Ke$ha shows maturity, depth in new album
December 4, 2012
International dance-pop artist Ke$ha is like a burnout little sister who borrows money from your parents for textbooks and spends it on cigarettes and beer. She does, however, occasionally get her act together, wash her hair, show up for dinner on time and make you forget about all of the times she passed out on the front lawn or had to be picked up from the police station. “Warrior,” the star’s latest album, is the musical manifestation of just that.

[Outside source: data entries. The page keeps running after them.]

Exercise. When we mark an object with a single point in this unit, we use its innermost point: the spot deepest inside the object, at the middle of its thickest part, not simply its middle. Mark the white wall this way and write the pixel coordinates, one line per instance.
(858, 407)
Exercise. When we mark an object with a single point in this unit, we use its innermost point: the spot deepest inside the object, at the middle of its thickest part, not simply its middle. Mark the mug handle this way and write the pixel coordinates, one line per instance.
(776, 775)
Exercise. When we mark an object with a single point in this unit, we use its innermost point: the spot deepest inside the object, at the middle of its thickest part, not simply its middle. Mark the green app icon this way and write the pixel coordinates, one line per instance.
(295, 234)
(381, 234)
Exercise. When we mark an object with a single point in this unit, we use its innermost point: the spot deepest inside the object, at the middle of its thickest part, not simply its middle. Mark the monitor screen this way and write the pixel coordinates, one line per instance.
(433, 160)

The deluxe version of the record contains no fewer than 16 songs, most of which promote the reckless lifestyle of Ke$ha’s grunge-esque image. The artist has always had a penchant for crafting choruses, and “Warrior” continues this tradition with strong efforts like “Die Young” and “Dirty Love,” on the latter of which she outshines Iggy Pop with her bluesy rock ‘n’ roll wails. An interesting new addition to her repertoire is the inclusion of instrumental breakdowns reminiscent of Daft Punk and Justice. It is a technique that works on some songs, like the album’s eponymous track, but that falters on others, such as “Supernatural.”

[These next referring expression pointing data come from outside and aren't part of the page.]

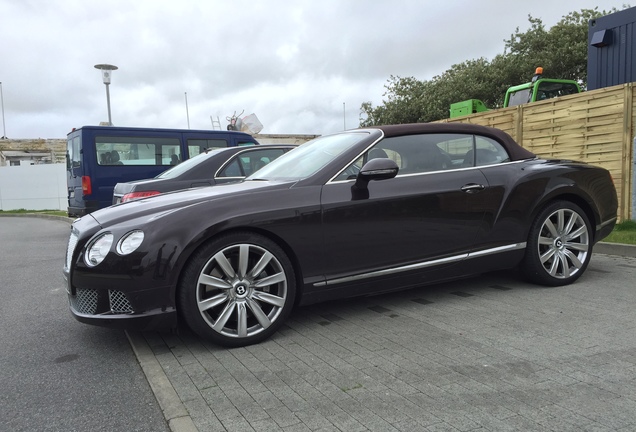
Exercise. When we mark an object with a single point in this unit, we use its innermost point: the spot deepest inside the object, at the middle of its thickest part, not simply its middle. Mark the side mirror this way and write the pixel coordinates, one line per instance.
(377, 169)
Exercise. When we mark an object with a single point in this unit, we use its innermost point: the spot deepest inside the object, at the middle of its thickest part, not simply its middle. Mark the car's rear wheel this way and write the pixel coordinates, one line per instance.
(237, 289)
(559, 245)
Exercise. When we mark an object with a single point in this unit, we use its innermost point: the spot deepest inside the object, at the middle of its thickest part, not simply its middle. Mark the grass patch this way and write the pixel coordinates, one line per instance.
(24, 211)
(624, 232)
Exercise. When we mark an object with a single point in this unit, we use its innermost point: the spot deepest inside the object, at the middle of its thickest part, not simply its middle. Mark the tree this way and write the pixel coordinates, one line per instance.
(561, 51)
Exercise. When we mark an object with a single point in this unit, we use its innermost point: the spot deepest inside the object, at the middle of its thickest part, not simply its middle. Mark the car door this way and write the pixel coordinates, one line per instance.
(428, 215)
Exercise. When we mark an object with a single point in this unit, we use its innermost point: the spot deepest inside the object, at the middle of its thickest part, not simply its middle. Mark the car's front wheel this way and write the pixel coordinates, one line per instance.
(237, 289)
(559, 245)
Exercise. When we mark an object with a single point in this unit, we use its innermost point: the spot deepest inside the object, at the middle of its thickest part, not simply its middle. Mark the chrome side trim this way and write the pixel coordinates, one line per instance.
(607, 222)
(424, 264)
(449, 170)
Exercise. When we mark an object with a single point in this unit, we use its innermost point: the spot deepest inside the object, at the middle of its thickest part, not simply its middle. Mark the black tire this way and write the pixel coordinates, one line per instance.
(559, 245)
(237, 290)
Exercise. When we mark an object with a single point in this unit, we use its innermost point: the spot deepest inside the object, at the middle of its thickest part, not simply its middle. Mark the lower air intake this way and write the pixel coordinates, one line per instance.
(118, 302)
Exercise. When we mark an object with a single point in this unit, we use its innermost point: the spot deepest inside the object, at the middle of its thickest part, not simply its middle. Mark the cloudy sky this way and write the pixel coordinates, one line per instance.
(303, 67)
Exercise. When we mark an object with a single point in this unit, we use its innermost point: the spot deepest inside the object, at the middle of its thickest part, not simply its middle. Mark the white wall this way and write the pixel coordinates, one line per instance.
(33, 187)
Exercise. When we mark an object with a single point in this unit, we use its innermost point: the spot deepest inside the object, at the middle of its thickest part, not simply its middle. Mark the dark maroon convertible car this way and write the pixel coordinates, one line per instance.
(353, 213)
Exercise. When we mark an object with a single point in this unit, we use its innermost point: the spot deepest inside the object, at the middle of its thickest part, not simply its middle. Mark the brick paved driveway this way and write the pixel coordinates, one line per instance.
(485, 354)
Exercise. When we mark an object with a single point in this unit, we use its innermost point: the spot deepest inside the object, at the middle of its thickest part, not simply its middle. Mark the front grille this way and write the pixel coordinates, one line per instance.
(118, 302)
(85, 301)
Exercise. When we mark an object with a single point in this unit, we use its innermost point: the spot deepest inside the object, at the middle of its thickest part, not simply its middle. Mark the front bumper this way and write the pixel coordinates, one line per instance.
(114, 309)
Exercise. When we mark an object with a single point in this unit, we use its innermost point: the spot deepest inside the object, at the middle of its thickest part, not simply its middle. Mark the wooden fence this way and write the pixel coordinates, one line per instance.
(597, 127)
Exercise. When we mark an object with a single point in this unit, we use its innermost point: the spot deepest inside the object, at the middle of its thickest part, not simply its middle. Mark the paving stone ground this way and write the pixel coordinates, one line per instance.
(491, 353)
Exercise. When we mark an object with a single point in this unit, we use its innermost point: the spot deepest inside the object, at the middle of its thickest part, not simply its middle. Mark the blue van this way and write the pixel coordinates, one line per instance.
(98, 157)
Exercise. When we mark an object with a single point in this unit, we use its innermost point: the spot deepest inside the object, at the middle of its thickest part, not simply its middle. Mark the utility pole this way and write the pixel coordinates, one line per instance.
(106, 73)
(4, 126)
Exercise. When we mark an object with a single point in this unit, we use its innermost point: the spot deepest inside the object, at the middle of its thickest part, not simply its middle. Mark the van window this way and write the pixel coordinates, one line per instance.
(136, 150)
(73, 150)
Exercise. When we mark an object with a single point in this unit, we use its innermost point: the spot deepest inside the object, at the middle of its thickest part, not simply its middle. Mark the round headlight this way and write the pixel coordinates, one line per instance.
(130, 242)
(97, 249)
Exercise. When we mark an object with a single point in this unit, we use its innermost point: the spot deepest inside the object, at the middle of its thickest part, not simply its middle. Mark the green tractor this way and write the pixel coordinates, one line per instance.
(537, 89)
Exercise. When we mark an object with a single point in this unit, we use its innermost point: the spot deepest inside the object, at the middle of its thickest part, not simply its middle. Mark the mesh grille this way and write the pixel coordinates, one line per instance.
(118, 302)
(85, 301)
(72, 242)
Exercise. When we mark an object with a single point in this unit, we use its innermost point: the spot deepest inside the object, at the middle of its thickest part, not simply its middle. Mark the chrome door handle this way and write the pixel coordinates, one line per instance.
(473, 187)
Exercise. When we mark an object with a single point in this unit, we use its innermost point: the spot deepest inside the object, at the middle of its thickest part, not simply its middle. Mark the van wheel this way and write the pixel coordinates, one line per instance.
(237, 290)
(559, 245)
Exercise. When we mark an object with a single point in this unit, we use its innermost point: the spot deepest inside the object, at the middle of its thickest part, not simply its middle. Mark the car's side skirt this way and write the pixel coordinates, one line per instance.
(424, 264)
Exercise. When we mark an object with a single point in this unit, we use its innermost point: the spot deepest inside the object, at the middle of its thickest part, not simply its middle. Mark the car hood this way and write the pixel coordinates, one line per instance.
(173, 201)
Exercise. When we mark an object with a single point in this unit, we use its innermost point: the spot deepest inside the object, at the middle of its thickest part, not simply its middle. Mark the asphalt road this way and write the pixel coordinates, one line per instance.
(57, 374)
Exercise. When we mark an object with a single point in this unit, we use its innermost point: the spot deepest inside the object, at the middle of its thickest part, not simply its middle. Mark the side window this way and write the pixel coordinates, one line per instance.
(197, 146)
(113, 150)
(233, 169)
(73, 152)
(427, 152)
(486, 152)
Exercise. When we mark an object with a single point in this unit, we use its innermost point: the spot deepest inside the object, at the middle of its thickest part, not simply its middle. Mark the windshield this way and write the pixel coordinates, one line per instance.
(184, 166)
(309, 158)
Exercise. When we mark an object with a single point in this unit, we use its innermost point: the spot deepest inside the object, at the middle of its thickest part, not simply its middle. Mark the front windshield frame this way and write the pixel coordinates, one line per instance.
(309, 158)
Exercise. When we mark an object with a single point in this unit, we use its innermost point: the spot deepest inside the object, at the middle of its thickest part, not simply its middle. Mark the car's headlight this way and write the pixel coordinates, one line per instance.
(130, 242)
(97, 249)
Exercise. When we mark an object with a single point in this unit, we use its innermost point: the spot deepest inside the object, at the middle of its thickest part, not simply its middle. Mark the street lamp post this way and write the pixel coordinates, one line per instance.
(106, 73)
(4, 126)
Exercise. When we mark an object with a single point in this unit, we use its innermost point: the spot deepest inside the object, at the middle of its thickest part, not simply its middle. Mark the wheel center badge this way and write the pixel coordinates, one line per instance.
(240, 290)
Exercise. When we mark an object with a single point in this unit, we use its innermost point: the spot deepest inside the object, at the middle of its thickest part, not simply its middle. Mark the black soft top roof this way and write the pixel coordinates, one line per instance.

Some things remain the same, like her trademark talky rapping style and heavy deployment of autotune. However, several songs feature a more stripped-down, vulnerable Ke$ha, one who has removed her eye makeup and nose ring for the sake of melancholic ballads such as “Wonderland” and “Past Lives.” She steps away from her characteristic growling on “Love Into the Light,” which showcases a pleasantly introspective version of the grungy girl we love to hate. Lyrics like “I’m not a model, I’m not a saint/ I’m sorry but I am just not sorry ’cause I swear and ’cause I drink” make it a bit more rebellious and interesting than Ke$ha’s many other party songs.

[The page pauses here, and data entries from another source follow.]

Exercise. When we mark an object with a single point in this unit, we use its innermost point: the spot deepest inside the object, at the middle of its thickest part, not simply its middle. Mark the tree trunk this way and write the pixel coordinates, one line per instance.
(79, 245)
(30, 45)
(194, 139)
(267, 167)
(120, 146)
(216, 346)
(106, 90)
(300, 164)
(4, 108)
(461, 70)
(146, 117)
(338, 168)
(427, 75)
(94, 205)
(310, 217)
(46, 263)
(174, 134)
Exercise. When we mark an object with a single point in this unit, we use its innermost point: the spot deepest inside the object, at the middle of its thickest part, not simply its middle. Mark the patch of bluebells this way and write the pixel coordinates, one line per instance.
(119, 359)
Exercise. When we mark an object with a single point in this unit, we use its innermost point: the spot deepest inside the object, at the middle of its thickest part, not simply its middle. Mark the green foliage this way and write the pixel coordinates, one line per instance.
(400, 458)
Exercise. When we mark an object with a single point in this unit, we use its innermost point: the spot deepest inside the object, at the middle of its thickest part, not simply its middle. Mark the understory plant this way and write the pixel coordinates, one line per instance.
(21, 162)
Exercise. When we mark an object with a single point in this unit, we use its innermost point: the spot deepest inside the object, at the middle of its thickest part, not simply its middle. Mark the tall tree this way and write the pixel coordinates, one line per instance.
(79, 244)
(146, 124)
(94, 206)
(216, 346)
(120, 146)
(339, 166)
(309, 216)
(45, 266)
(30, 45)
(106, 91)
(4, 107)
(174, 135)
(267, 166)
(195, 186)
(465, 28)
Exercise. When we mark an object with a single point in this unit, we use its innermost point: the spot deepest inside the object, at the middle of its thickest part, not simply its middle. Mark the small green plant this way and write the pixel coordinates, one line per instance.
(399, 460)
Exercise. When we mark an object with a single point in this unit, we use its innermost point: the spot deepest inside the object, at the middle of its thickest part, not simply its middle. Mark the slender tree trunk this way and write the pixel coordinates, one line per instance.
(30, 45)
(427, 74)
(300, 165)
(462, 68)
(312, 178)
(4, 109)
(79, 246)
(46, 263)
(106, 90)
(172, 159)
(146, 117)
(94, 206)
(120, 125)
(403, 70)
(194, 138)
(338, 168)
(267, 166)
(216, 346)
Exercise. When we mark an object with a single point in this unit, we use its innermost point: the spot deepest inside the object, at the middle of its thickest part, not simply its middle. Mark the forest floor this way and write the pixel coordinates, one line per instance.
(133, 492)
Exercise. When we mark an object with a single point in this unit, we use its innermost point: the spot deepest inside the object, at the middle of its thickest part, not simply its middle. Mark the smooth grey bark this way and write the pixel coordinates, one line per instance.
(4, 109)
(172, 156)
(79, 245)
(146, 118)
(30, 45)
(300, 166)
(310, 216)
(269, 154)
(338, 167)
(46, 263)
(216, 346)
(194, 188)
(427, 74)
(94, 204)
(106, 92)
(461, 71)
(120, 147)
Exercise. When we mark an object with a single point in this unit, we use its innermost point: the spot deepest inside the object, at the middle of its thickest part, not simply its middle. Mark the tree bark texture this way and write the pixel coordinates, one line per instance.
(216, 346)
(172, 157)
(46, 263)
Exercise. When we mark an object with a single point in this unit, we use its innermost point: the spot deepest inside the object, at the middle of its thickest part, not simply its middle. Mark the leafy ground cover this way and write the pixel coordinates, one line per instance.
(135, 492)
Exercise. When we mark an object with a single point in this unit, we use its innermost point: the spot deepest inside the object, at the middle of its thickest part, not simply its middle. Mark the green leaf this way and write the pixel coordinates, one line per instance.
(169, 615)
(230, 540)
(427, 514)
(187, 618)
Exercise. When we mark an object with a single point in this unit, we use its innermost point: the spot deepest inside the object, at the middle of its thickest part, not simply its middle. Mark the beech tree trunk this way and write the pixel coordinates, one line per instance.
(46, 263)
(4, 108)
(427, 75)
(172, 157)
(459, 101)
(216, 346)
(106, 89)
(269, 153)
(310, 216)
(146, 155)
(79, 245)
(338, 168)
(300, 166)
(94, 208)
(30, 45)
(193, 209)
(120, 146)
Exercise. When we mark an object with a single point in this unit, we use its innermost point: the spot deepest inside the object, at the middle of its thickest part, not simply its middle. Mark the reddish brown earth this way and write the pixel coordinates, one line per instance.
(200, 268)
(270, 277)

The aesthetic differences between the album’s better songs, “Love Into The Light” and “Dirty Love,” indicate Ke$ha’s versatility as a singer and songwriter, as well as her ability to include numerous genres within her grunge-pop style. While “Warrior” lacks the distinctive punch of previous albums “Animal” and “Cannibal,” the record packs enough heat to keep fans satisfied until the next round.